September 2nd, 2010 11:34pm Report this comment

what is it that fuels the fertile pseudo-liberal brain of yours?

in a recent blog you’ve opined that the stoning of adulterous women in Iraq was a personal tragedy, here you are suggesting that quashing Saddam’s rule was a ‘human rights’ issue. By the same rationale, I take it that Adolf’s gassing of the Jews falls into the same ‘uman rights’ slot. There also would be around 60 millions alive today if Winston were to give in to the Austrian corporal’s demands. Of course, they and many others would also be all speaking German, greeting each other ‘Sieg Heil’, and labour like slaves without any ‘uman rights, but that’s OK with you, is it?

maddy1

September 3rd, 2010 5:39am Report this comment

The great thing is that the Massies of this world do not have to live under black leadership. The Rhodesians were brilliant farmers, innovators but mutch too pragmatic for their own good.

Rhoda Klapp

September 3rd, 2010 9:33am Report this comment

The old principle used to be that you did not interfere in a foreign country's business absent threats to your own citizens in that country or to the nation's vital interests. There is no moral dimension, because that is the way of confusion, relativism and ultimately madness.

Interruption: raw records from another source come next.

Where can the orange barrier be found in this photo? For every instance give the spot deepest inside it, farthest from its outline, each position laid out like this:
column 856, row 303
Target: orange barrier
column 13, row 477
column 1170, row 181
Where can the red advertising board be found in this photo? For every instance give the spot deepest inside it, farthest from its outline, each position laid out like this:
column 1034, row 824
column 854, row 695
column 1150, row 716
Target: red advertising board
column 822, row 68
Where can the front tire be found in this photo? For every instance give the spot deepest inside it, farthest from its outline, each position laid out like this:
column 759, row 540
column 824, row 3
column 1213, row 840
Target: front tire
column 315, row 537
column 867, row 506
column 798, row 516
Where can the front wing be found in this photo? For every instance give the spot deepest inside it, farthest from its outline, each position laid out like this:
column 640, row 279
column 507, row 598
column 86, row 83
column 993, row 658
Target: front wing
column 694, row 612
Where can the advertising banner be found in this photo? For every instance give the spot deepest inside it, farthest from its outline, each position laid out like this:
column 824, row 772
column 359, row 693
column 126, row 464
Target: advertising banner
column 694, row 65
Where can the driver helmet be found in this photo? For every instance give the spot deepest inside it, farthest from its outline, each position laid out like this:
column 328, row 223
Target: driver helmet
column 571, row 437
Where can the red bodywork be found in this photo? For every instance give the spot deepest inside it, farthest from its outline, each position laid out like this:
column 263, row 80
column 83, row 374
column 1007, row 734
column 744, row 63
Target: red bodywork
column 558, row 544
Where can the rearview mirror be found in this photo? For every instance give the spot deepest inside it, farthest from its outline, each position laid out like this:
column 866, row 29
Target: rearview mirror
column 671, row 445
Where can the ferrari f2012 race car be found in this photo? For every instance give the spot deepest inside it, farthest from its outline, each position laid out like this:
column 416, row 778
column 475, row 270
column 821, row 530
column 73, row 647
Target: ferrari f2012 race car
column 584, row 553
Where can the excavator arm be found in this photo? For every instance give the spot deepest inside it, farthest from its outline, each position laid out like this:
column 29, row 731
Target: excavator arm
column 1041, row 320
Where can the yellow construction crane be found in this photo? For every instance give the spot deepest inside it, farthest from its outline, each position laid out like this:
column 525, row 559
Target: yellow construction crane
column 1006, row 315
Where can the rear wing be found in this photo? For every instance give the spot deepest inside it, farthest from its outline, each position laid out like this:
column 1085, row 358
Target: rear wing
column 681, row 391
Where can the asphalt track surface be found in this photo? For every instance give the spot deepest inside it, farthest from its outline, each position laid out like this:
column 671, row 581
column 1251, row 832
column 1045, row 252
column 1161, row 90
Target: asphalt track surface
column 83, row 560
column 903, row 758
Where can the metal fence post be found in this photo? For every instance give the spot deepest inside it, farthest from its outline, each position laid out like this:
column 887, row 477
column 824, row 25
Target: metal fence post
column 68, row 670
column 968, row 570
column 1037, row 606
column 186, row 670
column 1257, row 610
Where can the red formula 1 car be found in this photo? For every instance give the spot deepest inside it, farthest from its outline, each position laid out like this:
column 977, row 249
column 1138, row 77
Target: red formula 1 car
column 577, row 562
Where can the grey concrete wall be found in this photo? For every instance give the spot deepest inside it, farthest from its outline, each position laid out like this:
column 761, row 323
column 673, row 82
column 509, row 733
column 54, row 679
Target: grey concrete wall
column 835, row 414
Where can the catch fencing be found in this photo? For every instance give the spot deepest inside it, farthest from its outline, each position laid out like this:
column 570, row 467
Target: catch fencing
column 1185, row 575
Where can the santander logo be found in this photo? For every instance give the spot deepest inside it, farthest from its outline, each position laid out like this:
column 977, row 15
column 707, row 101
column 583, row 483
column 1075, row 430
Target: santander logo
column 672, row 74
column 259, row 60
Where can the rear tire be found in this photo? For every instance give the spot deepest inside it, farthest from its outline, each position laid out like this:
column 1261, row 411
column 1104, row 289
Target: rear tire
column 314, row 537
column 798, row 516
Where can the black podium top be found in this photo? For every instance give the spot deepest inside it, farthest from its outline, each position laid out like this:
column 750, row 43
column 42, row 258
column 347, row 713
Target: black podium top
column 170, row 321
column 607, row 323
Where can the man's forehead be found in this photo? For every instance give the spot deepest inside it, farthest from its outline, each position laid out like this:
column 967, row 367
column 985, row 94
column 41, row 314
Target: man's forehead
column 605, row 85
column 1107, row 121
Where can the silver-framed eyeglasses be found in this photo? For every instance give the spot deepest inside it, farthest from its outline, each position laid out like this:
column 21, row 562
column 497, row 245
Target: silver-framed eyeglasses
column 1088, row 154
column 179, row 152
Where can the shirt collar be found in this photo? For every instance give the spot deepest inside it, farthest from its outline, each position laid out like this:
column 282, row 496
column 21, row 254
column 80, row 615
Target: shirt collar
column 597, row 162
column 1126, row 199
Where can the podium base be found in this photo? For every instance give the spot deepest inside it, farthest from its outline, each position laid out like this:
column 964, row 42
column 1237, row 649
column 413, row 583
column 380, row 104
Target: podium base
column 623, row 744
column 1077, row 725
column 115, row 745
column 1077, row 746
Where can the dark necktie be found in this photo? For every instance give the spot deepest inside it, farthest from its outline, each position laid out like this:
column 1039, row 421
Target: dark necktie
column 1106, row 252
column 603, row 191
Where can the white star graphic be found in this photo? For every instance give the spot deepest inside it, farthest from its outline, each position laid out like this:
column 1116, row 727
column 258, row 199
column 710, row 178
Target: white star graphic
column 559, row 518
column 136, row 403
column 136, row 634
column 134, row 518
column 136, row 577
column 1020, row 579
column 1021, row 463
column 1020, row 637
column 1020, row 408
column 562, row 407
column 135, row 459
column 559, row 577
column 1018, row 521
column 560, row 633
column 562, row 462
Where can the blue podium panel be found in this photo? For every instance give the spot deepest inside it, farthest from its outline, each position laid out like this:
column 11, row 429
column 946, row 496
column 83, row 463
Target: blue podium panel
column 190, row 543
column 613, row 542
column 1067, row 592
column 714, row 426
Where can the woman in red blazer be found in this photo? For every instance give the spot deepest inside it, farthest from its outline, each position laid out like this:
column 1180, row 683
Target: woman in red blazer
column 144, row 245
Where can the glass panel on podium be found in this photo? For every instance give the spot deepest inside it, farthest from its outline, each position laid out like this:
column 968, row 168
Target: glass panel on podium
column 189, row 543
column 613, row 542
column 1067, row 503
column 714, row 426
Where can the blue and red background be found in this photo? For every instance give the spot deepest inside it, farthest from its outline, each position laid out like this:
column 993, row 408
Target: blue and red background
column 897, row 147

If only that principle had held in the Blair era.

Baron

September 3rd, 2010 10:40am Report this comment

the hastily cobbled up posting of mine at 11.34 was addressed to ndm @ 10.05.

Anonymous

September 7th, 2010 5:00am Report this comment

While a joint US-UK invasion of Zimbabwe, to kick out Mugabe would have been nice, it is not as practical as Alex makes it out to be. Although Blair’s assertion that the surrounding countries would have prevented an invasion is absurd, it still doesn’t seem practical.